La connaissance, par le maître d’ouvrage public, de désordres affectant l’ouvrage avant sa réception ne saurait, à elle seule, exonérer le maître d’œuvre de sa responsabilité pour manquement à son obligation de conseil. Une telle circonstance est seulement susceptible de conduire à un partage de responsabilité, justifiant une limitation de l’indemnisation.

1. Le principe : la persistance du devoir de conseil du maître d’œuvre lors de la réception

Il est de jurisprudence constante que le maître d’œuvre est tenu, jusqu’aux opérations de réception, d’un devoir de conseil actif et loyal à l’égard du maître d’ouvrage. Ce devoir implique notamment d’attirer son attention sur les désordres apparents ou prévisibles affectant l’ouvrage, afin de lui permettre soit de différer la réception, soit de la prononcer avec réserves.

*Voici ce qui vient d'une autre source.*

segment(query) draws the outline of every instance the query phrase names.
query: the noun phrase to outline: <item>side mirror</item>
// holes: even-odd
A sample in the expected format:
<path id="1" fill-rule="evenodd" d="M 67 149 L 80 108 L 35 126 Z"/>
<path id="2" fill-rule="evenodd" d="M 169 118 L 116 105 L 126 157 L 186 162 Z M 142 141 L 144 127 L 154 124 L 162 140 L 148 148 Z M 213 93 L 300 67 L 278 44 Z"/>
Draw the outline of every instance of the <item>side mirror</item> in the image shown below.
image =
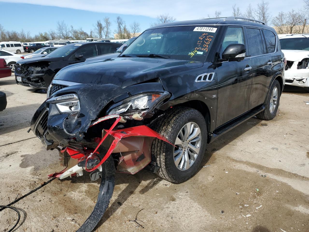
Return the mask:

Le Conseil d’État a clairement affirmé que

« la seule circonstance que le maître d’ouvrage ait eu connaissance des désordres avant la réception ne saurait exonérer le maître d’œuvre de son obligation de conseil lors des opérations de réception »

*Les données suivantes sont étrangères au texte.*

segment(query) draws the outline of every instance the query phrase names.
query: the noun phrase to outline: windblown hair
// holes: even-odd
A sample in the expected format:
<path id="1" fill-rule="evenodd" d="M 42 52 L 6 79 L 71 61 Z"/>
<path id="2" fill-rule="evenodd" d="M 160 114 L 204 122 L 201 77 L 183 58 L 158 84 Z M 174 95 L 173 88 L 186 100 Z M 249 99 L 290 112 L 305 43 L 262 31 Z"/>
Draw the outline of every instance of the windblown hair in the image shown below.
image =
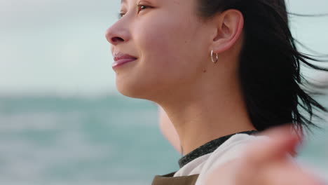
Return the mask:
<path id="1" fill-rule="evenodd" d="M 301 75 L 300 65 L 328 70 L 308 62 L 317 59 L 297 50 L 285 0 L 197 1 L 197 11 L 205 20 L 228 9 L 238 10 L 244 16 L 245 40 L 238 70 L 254 126 L 259 131 L 291 123 L 301 131 L 315 127 L 313 111 L 327 110 L 301 88 L 310 83 Z"/>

(CE, 10 juill. 2013, n° 359100).

Cette solution s’inscrit dans une ligne jurisprudentielle bien établie selon laquelle le manquement au devoir de conseil est caractérisé dès lors que le maître d’œuvre s’abstient d’éclairer utilement le maître d’ouvrage sur les conséquences juridiques et techniques d’une réception sans réserve (CE, 26 janv. 2007, n° 264490 ; CE, 3 oct. 2012, n° 350306).

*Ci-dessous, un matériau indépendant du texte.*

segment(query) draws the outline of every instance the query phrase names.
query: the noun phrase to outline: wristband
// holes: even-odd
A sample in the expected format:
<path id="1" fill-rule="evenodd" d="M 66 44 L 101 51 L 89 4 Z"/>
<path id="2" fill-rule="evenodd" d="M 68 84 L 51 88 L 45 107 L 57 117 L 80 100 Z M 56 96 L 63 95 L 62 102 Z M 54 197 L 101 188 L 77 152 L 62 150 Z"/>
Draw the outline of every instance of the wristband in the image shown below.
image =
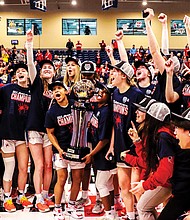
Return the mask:
<path id="1" fill-rule="evenodd" d="M 137 143 L 137 142 L 140 142 L 141 141 L 141 139 L 140 139 L 140 137 L 139 138 L 137 138 L 135 141 L 133 141 L 133 143 Z"/>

2. L’erreur du juge du fond : l’imprudence du maître d’ouvrage ne peut être la cause exclusive du préjudice

Par un jugement du 17 avril 2025, le Tribunal administratif de Caen a écarté toute responsabilité du maître d’œuvre, au motif que la commune avait commis une imprudence fautive en réceptionnant l’ouvrage sans réserve malgré sa connaissance des désordres. Le tribunal a estimé que cette imprudence constituait la cause exclusive du préjudice.

Toutefois, il ressortait des pièces du dossier que le maître d’œuvre :

  • avait constaté dès le 16 janvier 2004 des dégradations importantes des dalles et pavés ;
  • avait évoqué, le 2 avril 2004, l’hypothèse de dégradations permanentes ;
  • avait relevé, le 11 juin 2004, le caractère défectueux des reprises partielles ;
  • avait envisagé à plusieurs reprises une réception assortie de réserves.

Malgré ces éléments concordants, le maître d’œuvre a finalement préconisé une réception sans réserve le 25 juin 2004, en contradiction manifeste avec ses propres constats antérieurs.

3. La position du Conseil d’État : une faute du maître d’ouvrage, mais un partage de responsabilité

Pour le Conseil d’État, si la commune a certes commis une grave imprudence en prononçant la réception définitive sans réserve alors que les désordres étaient connus et susceptibles d’évoluer, cette faute ne saurait exonérer totalement le maître d’œuvre de sa responsabilité.

La Haute juridiction administrative rappelle que la faute du maître d’ouvrage ne peut être regardée comme la seule source du préjudice, dès lors que la commune, dépourvue de services techniques spécialisés, s’est essentiellement fondée sur les recommandations du maître d’œuvre. Or, celui-ci avait précisément pour mission d’éclairer la personne publique sur l’opportunité et les risques d’une réception sans réserve.

Cette analyse est conforme à la jurisprudence selon laquelle l’imprudence du maître d’ouvrage peut conduire à une atténuation, mais non à une exclusion, de la responsabilité du maître d’œuvre (CE, 21 mars 2011, n° 334045 ; CE, 5 juin 2015, n° 370554).

4. La solution retenue : une limitation de responsabilité à hauteur de la moitié du préjudice

En définitive, le Conseil d’État juge que :

  • l’imprudence de la commune justifie un partage de responsabilité ;
  • le manquement du maître d’œuvre à son devoir de conseil demeure établi ;
  • la réparation due par le maître d’œuvre doit être limitée à la moitié du préjudice subi par la commune.

Cette solution illustre l’équilibre recherché par la jurisprudence administrative entre la nécessaire vigilance du maître d’ouvrage public lors de la réception et la responsabilité spécifique du maître d’œuvre, dont le rôle de conseil constitue une garantie essentielle de la bonne exécution des travaux publics.